Le Climategate, tel que désigné par un journaliste du quotidien britannique The Telegraph, amène de l'eau au moulin des « climatosceptiques », qui dénoncent ce qu'ils appellent l'industrie du réchauffement climatique.

« Ceci n'est pas une expression d'une science bien établie, mais plutôt de fondations empiriques qui commencent à craquer. Et quel que soit le nombre de constructions qu'on a érigées dessus à coups de milliards de dollars, elles finiront un jour ou l'autre par s'effondrer. » — Bret Stephens, chroniqueur au Wall Street Journal, traduit par l'Institut économique Molinari

Qu'en est-il au juste?

Le 19 novembre, se retrouve sur Internet une sélection de courriels laissant croire que des données scientifiques ont été manipulées afin de servir une thèse. Il s'agit d'échanges entre les membres de l'unité de recherche climatique (CRU) de l'Université d'East Anglia, au Royaume-Uni, et leurs confrères européens et américains. Tirés d'une correspondance qui s'étale sur plus de dix ans, les courriels ont été dérobés par des pirates situés vraisemblablement en Turquie et en Russie.

Ce qui met le feu aux poudres? L'emploi du mot « trick » (astuce) pour expliquer comment faire concorder des données dans un modèle. Les négateurs des changements climatiques pensent enfin détenir la preuve que les climatologues du courant dominant ont systématiquement fait preuve de malhonnêteté pour imposer leur vision des choses.

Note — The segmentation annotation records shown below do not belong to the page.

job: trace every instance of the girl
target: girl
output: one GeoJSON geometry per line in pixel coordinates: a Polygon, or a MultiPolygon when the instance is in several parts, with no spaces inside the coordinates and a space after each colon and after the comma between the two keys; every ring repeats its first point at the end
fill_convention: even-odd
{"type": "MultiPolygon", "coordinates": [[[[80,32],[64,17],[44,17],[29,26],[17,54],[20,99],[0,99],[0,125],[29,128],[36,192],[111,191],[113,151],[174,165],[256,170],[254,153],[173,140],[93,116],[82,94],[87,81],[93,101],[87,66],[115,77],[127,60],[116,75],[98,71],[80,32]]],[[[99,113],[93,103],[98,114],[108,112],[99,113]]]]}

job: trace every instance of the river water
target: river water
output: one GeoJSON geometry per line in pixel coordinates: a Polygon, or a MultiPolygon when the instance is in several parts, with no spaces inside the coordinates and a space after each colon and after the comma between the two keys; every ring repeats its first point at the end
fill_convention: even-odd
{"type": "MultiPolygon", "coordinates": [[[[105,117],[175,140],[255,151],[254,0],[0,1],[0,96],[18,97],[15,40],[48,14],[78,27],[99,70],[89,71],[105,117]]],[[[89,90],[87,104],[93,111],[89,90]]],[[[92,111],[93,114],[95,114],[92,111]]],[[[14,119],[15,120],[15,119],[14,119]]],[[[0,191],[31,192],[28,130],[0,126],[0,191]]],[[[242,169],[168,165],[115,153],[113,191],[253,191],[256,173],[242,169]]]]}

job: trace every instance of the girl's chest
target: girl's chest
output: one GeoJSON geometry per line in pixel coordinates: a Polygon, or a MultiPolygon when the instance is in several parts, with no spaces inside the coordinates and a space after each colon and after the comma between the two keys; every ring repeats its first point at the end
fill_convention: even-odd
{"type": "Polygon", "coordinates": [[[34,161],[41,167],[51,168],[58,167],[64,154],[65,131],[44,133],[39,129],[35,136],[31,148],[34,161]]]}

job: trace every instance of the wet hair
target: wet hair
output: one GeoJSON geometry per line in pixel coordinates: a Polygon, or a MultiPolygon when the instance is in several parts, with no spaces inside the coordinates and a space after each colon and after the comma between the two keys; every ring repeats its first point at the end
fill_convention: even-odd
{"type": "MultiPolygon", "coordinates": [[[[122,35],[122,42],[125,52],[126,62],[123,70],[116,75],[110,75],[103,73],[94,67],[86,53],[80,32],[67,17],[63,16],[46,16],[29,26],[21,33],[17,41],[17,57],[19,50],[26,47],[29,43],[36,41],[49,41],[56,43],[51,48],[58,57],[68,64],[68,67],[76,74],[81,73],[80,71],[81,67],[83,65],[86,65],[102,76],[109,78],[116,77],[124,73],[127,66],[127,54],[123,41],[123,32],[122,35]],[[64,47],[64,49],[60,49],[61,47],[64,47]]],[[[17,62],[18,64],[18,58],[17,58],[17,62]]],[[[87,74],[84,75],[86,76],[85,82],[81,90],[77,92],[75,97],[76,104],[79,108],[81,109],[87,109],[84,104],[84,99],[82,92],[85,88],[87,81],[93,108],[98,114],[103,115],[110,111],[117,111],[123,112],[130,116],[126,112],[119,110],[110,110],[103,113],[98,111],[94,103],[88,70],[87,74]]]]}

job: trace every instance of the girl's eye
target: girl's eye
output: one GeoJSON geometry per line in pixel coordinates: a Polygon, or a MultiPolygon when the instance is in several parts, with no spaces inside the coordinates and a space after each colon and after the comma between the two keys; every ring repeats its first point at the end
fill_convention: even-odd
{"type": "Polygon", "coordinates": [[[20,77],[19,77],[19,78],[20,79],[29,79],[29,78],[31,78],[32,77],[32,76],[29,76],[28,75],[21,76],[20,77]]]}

« Cette interprétation paranoïaque serait risible si des politiciens obstructionnistes du Sénat des États-Unis n'allaient probablement l'utiliser l'an prochain pour étayer leur opposition à la nécessaire loi sur le climat. » — Éditorial de la revue scientifique Nature

Selon ceux qui l'ont utilisée, la fameuse « astuce » est devenue essentielle à cause des limites de la dendroclimatologie. Cette discipline permet de déduire les températures d'après les cernes de croissance des arbres. Or, les données mesurées par les météorologues s'avèrent plus fiables. Les climatologues s'en servent lorsqu'elles sont disponibles, mais doivent tout de même avoir recours aux cernes de croissance des arbres dans certains cas. D'où l'écart entre les résultats.

Le directeur du CRU, Phil Jones, s'est néanmoins retiré de ses fonctions le temps qu'une enquête indépendante ait lieu. La revue Nature, qui a déjà publié des travaux d'écosceptiques, l'a défendu dans son éditorial du 3 décembre dernier. La publication scientifique décrie le harcèlement dont sont victimes les climatologues de la part des négateurs, qui leur feraient perdre un temps fou avec des demandes d'accès à l'information.

La plupart des données et des codes informatiques utilisés pour les analyser sont pourtant depuis des années en libre accès, « et non enterrés dans le jardin d'Al Gore », souligne la journaliste de Newsweek Sharon Begley, qui a auparavant travaillé pour le Wall Street Journal.

Par ailleurs, l'éditorial de Nature souligne que les scientifiques sont souvent obligés par contrat à garder confidentielles les données météorologiques butes que leur fournissent les pays.

Au Canada

Des tentatives de piratage informatique contre des membres canadiens du GIEC auraient eu lieu au cours des derniers mois, selon le National Post. Le bureau d'Andrew Weaver, de l'Université de Victoria, a été vandalisé à deux reprises, un ordinateur a été volé et on a fouillé dans ses papiers.